Good to know, thanks T.W.

I sent you a PM with the link to a photbucket pic Mikey, thanks for doing that.


----------



## mrmikey32 (Dec 7, 2010)

This is not my humidor, this is coda79's

gotta say, im jealous


----------



## Coda79 (Dec 23, 2010)

The Airbender and Between The Lines weren't in there when I took the pic, but I'm already filling that up and looking into larger Humis. Gotta say, this is an addictive hobby!


----------



## smelvis (Sep 7, 2009)

Looks good bro, Can't you post using photo bucket?


----------



## Firedawg (Nov 8, 2010)

very nice start!


----------



## Coda79 (Dec 23, 2010)

Not until I hit 30 posts Dave.

Thanks guys, I'm working on it 8)


----------



## gibson_es (Jan 23, 2010)

Coda79 said:


> The Airbender and Between The Lines weren't in there when I took the pic, but I'm already filling that up and looking into larger Humis. Gotta say, this is an addictive hobby!


you. have. no. idea.....

:hurt:


----------



## Team Fuente (Jul 8, 2007)

Coda79 said:


> Not until I hit 30 posts Dave.
> 
> Thanks guys, I'm working on it 8)


Shoulda posted each cigar you owned each in a separate post! LOL
nice start!8)


----------



## tiger187126 (Jul 17, 2010)

i was crazy to start out with sampler packs and unbanded bundles.

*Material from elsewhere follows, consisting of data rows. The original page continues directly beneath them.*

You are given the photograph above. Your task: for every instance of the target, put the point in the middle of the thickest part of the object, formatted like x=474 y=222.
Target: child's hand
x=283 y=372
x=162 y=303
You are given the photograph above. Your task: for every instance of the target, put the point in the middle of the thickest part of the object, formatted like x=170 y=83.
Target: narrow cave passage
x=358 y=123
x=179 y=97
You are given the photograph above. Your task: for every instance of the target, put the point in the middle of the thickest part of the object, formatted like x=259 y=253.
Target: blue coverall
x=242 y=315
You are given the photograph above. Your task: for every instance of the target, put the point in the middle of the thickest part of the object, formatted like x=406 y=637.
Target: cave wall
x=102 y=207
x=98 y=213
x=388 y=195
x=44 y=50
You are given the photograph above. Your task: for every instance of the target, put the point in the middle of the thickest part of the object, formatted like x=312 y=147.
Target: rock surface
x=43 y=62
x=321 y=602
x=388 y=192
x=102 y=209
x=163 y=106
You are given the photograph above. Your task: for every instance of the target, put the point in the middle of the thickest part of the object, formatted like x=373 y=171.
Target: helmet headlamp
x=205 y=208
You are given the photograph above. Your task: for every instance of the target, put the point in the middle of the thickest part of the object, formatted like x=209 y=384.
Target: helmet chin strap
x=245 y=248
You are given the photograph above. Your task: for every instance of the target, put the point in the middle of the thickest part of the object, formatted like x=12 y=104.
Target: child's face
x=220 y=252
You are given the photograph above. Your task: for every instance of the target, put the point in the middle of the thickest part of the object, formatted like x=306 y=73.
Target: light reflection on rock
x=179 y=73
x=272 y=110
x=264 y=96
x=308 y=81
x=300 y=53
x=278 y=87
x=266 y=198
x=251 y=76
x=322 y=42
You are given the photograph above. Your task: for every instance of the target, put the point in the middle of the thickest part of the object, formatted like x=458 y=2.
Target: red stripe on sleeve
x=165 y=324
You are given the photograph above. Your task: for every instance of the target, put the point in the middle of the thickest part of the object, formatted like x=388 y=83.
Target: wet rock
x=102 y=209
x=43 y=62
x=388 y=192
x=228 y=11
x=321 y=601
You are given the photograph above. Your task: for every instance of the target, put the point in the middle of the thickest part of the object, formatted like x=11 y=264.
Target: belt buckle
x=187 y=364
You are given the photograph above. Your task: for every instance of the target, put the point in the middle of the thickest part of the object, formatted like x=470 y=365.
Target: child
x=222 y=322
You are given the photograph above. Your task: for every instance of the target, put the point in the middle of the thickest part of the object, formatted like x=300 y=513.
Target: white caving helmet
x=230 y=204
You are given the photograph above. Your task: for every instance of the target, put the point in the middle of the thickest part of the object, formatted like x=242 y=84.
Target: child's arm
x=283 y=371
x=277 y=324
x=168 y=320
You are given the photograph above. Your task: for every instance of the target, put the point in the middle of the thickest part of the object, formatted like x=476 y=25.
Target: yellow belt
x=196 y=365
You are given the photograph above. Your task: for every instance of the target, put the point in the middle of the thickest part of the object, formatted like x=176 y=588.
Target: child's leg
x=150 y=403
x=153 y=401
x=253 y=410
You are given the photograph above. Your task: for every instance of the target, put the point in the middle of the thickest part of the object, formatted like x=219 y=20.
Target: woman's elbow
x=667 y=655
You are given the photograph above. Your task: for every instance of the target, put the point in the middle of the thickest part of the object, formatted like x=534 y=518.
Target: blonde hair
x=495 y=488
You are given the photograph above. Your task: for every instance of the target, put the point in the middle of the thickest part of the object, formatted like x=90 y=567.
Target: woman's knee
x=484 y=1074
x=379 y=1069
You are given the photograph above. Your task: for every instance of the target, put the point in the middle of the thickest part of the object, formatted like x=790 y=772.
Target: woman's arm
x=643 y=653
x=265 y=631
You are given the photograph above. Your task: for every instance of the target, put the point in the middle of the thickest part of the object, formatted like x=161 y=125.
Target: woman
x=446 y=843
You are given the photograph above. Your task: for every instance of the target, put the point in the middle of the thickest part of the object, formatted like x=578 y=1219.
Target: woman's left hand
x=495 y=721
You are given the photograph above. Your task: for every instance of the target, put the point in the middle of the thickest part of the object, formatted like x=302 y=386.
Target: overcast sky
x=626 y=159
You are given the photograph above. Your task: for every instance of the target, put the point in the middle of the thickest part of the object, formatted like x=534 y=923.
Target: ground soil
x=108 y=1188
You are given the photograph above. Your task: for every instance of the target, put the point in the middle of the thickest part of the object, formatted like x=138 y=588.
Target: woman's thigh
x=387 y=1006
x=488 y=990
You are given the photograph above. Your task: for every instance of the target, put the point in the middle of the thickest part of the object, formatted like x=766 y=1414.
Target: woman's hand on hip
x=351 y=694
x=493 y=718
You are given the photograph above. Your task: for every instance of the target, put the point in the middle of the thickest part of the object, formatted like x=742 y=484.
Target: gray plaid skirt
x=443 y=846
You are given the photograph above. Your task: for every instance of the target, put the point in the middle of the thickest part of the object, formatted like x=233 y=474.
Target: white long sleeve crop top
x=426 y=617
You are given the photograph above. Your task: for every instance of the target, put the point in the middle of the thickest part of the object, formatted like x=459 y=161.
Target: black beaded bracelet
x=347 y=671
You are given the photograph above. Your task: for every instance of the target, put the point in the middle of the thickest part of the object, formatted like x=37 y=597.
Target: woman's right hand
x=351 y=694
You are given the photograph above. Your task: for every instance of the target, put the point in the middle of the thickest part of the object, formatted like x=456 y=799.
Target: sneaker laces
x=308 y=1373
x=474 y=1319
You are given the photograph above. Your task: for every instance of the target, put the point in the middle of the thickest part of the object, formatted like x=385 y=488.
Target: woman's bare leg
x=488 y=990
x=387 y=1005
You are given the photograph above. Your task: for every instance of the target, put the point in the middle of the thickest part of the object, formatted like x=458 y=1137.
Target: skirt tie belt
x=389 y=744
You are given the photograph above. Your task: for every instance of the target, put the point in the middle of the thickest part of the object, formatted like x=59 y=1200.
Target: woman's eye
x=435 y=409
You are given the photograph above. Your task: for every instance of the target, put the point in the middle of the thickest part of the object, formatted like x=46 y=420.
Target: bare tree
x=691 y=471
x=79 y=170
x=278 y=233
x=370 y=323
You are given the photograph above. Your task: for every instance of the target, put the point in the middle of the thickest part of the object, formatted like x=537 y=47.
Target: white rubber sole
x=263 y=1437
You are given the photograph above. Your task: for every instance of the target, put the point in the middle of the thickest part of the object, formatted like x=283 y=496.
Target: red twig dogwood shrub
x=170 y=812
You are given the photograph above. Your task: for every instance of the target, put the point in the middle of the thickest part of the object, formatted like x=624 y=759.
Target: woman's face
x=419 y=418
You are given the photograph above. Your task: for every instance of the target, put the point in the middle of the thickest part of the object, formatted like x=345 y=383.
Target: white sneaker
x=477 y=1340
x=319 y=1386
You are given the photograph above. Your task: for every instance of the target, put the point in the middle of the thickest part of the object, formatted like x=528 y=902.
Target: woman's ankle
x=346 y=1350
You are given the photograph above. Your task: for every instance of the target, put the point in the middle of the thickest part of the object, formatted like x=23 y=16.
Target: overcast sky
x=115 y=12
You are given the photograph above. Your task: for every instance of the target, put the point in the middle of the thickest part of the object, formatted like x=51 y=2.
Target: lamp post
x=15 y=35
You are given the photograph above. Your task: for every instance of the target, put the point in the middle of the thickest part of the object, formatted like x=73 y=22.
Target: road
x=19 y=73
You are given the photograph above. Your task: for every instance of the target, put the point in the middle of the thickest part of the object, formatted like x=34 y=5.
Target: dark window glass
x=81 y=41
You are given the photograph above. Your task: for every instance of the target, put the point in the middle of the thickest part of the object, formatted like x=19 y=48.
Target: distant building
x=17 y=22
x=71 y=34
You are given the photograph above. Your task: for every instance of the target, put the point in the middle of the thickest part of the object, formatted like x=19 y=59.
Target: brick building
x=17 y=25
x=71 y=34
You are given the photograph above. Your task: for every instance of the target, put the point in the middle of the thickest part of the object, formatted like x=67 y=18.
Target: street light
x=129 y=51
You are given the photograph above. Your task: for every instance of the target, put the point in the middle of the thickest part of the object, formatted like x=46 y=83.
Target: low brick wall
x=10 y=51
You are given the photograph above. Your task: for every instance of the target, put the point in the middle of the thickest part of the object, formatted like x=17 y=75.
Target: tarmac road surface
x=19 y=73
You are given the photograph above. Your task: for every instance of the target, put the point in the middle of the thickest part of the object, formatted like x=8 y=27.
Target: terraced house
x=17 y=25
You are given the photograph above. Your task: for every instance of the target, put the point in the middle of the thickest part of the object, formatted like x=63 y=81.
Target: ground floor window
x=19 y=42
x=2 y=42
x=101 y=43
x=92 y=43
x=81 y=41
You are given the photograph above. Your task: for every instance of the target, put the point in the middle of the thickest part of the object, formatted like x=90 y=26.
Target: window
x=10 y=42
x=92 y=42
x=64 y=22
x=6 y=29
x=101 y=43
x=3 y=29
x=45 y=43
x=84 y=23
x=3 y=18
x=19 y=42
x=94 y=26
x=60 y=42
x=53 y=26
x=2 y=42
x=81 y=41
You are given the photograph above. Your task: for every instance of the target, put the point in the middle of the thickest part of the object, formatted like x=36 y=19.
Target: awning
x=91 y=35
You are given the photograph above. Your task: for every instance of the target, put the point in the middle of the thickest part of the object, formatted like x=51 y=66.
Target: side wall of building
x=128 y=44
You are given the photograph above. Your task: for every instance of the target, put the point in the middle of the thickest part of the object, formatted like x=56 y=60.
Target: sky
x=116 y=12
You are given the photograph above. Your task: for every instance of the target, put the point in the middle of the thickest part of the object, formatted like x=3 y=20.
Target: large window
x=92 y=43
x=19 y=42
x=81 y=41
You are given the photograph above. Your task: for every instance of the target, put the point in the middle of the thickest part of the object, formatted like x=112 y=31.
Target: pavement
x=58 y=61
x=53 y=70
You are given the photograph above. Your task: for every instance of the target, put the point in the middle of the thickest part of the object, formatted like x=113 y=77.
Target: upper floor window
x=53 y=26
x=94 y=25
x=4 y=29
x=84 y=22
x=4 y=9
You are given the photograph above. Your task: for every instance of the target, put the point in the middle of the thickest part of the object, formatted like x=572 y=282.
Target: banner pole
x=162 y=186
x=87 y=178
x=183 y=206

these guys now start out with opus x, ashton, davidoff, anejos, etc.


----------



## anton (Sep 2, 2005)

that is one hell of a start. My first humi had a few Licenciados and a bundle of Thompson's cigars (came with the humi)


----------



## Perry72 (Apr 20, 2007)

Nice start Chad. Some nice looking sticks in there.....:whoo:


----------



## Coda79 (Dec 23, 2010)

Thanks everyone! Like I said, I have my best friend and my dad to thank for the selection, they're seasoned vets so they started me off pretty well.


----------



## KcJason1 (Oct 20, 2010)

Very nice stash... Great start.. Have fun on the slope... lol

just to help ya a little... that is not a anejo 46, it is actually the 55. One other thing the Oliva V Belicoso(5x54) is not a maduro but rather a colorado(they are very close in color).. the Maduro is a torpedo(6.5x52).. I just don't want you to like them and go to the store and ask for them and get something other than what you were expecting... Happy Smoking Brother!


----------



## Coda79 (Dec 23, 2010)

Ah thank you Jason, I'm still learning, I appreciate that.


----------



## Coda79 (Dec 23, 2010)

Awesome Jason, thank you again very much (In response to your edit).


----------



## rdn6405 (Nov 18, 2010)

looks good. id like to dig through that humi next time im in raleigh. lol


----------



## MATADOR (Nov 12, 2010)

Nice selection !


----------



## ejgarnut (Sep 28, 2009)

Very nice bunch of smokes ya got there Chad!


----------



## Coda79 (Dec 23, 2010)

Thanks everyone!


----------



## ptpablo (Aug 22, 2010)

enjoy Chad! nice "beginner" selection.


----------



## shannensmall (Jun 30, 2010)

That's one hellofa start ya got there.


----------